The project will also release significant levels of EPA-regulated atmospheric pollutants and destroy about 30 acres each of wetlands, forests, grasslands, and cropland. Some of those wetlands are connected hydrologically to the great Mississippi River and a stand of wild rice (manoomin). That species has great cultural significance to the Leech Lake Band as Anishinaabe, and they rely on it for subsistence. Manoomin harvests have been dropping across the state due to other threats, and the stand in question is one of the few that has continued to provide a reliable harvest. The wetlands on the site also include peatlands, which are able to store immense amounts of carbon, amounts that are released into the atmosphere when the peatlands are destroyed. This destruction of habitat may also further threaten endangered species, including long-eared bats and bald eagles. Both species possess significance to the Anishinaabe, and both have nesting sites near where the mill would be constructed.

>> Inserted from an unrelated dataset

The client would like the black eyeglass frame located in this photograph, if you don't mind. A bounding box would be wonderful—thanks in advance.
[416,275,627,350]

The threat of significant environmental damage posed by the mill should be enough to trigger a higher level of environmental assessment under Minnesota law, but the project was approved without one. This is not the first procedural irregularity in the state of Minnesota’s handling of the Mill’s approval. Initially, Huber announced they would build their mill here in the midst of last summer’s contentious state budget negotiations. With a week to go to a government shutdown deadline, lawmakers agreed to give Huber certain concessions to win their business. Hoping that the mill could bring income and jobs to the state, our government promised them a sizable loan and a break on the environmental regulation process.

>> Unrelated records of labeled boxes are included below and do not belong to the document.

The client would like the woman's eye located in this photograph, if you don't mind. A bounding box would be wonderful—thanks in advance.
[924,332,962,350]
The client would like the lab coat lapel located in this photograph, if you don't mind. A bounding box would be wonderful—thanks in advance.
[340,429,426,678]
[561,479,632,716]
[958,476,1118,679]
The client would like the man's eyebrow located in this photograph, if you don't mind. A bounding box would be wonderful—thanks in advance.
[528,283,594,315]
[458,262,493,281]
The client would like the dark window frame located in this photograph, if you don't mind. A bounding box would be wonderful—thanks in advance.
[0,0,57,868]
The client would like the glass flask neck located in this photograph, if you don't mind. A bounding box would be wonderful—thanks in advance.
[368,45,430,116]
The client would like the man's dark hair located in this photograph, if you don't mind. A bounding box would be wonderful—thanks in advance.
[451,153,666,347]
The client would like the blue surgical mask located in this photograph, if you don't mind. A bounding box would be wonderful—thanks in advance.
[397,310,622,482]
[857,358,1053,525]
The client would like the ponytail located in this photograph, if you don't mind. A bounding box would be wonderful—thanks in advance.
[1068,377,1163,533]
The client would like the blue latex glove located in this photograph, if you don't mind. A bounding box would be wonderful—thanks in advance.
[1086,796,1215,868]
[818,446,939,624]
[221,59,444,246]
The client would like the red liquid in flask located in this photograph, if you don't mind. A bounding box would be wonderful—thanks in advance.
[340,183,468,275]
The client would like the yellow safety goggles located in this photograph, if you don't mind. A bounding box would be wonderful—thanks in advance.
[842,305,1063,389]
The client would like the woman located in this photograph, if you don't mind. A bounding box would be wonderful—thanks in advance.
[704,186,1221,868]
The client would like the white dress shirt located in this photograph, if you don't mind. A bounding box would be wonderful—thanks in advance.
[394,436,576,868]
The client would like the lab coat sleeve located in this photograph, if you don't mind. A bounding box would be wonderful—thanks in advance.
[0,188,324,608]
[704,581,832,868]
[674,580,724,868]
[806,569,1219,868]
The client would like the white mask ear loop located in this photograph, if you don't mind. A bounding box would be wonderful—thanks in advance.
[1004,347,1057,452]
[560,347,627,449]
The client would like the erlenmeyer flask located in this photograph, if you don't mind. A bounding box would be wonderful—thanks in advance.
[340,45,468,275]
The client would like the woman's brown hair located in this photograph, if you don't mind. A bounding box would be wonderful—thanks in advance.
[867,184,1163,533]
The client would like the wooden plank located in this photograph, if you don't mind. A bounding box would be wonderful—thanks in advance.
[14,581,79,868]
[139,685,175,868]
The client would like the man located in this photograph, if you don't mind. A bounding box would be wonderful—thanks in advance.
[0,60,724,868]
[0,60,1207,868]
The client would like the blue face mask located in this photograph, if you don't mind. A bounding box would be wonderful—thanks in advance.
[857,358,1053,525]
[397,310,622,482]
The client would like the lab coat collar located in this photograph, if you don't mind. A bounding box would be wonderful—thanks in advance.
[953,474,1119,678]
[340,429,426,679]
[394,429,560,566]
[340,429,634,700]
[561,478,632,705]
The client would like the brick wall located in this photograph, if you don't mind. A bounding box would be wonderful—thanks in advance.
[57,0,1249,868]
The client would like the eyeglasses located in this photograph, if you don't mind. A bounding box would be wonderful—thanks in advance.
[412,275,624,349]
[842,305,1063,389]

Based on the size of the project alone, Huber would normally be required to conduct the highest level of environmental assessment to gain approval, an Environmental Impact Statement (EIS). However, our representatives snuck an amendment into the Environment and Natural Resources Appropriation Bill that says that any project with certain characteristics, which are quite specific to the Huber Mill, will be exempted from the requirement under Minnesota law that it undergo a mandatory EIS “that is triggered solely by the proposed facility’s gross floor space area.”

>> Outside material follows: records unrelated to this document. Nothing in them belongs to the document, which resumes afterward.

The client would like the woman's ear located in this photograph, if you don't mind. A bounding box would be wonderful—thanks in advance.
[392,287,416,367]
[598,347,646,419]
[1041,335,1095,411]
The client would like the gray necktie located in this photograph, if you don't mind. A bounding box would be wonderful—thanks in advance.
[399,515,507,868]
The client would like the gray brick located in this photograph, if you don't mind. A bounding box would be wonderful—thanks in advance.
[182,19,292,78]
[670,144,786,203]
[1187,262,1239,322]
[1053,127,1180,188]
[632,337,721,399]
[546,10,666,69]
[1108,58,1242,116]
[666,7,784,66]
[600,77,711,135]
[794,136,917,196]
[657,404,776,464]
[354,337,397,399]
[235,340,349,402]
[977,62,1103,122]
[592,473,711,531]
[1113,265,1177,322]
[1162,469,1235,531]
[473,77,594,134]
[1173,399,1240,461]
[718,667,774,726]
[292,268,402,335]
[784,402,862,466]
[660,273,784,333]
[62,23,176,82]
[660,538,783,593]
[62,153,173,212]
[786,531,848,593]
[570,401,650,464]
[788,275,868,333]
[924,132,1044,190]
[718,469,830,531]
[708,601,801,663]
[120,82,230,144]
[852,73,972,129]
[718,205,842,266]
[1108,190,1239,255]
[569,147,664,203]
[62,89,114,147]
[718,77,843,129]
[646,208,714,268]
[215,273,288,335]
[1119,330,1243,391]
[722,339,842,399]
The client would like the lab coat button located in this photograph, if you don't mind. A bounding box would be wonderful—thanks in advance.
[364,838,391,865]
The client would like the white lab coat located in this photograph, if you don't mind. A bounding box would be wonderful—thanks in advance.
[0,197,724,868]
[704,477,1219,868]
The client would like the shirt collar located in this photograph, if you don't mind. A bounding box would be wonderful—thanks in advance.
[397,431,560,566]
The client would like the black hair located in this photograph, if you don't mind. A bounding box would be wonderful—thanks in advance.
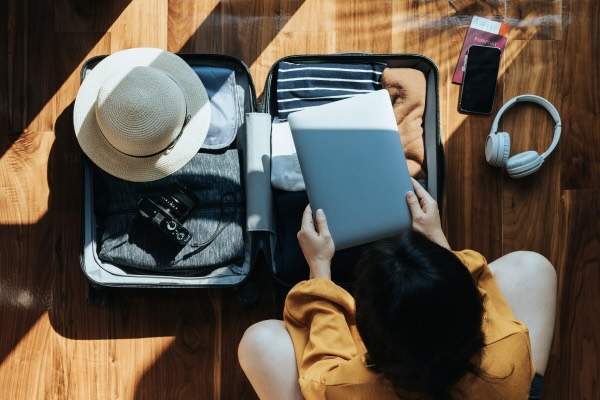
[355,232,484,400]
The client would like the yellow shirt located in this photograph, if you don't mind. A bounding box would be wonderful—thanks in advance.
[284,250,535,400]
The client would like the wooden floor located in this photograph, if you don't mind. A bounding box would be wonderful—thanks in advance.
[0,0,600,400]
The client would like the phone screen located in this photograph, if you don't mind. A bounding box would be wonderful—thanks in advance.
[459,45,501,114]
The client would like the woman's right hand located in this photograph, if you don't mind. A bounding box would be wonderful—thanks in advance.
[406,178,450,250]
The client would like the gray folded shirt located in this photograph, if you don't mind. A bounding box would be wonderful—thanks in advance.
[94,149,246,276]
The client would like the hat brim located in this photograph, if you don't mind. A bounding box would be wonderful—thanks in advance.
[73,48,211,182]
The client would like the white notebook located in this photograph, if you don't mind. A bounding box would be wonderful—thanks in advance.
[288,89,413,250]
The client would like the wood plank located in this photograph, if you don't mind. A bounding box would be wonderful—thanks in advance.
[52,0,119,33]
[0,0,27,134]
[558,0,600,189]
[336,0,392,53]
[505,0,563,40]
[167,0,223,53]
[502,39,561,265]
[445,1,505,260]
[544,189,600,399]
[109,0,169,53]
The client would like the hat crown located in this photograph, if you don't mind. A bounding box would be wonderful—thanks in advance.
[95,66,186,157]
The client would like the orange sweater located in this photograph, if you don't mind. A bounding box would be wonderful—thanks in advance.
[284,250,535,400]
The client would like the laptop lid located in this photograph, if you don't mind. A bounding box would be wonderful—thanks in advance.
[288,89,413,250]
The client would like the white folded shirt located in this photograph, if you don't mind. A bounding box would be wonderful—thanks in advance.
[271,117,306,192]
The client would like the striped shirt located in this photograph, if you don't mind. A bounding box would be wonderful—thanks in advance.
[277,61,386,120]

Clever as that may have been, the amendment did not exempt Huber from having to conduct an EIS for any other reason – and there are a number of other reasons why one might be required other than size, including significance of environmental impact. On February 24, 2022, the Leech Lake Band sent a letter to the city of Cohasset as part of the feedback process for the project, arguing that the environmental impacts are significant enough to require an EIS. The Band also argued that under Minnesota law, given the amount of certain air pollutants the project will release, it is the MPCA that actually has the authority to approve or deny the project, not the city of Cohasset. Lastly, the Band noted that under Minnesota law, if you’re going to destroy wetlands, you must prove that there is no alternative site that would work for your project. They pointed out that Huber’s claims that there is no alternative site were inconsistent with their indications in other parts of that report (and likely in their negotiations with the state government) that they’re willing to build this project in other places.

Despite not having the authority or grounds to give the project the go-ahead, the city voted unanimously to approve it. Now, the Leech Lake Band is appealing that approval – and you can support them. Tell Huber that if they want to do business in Minnesota, they have to respect our rules, our waters and our treaties, no matter the jobs or money they bring in.

Demand that the mill undergo an EIS.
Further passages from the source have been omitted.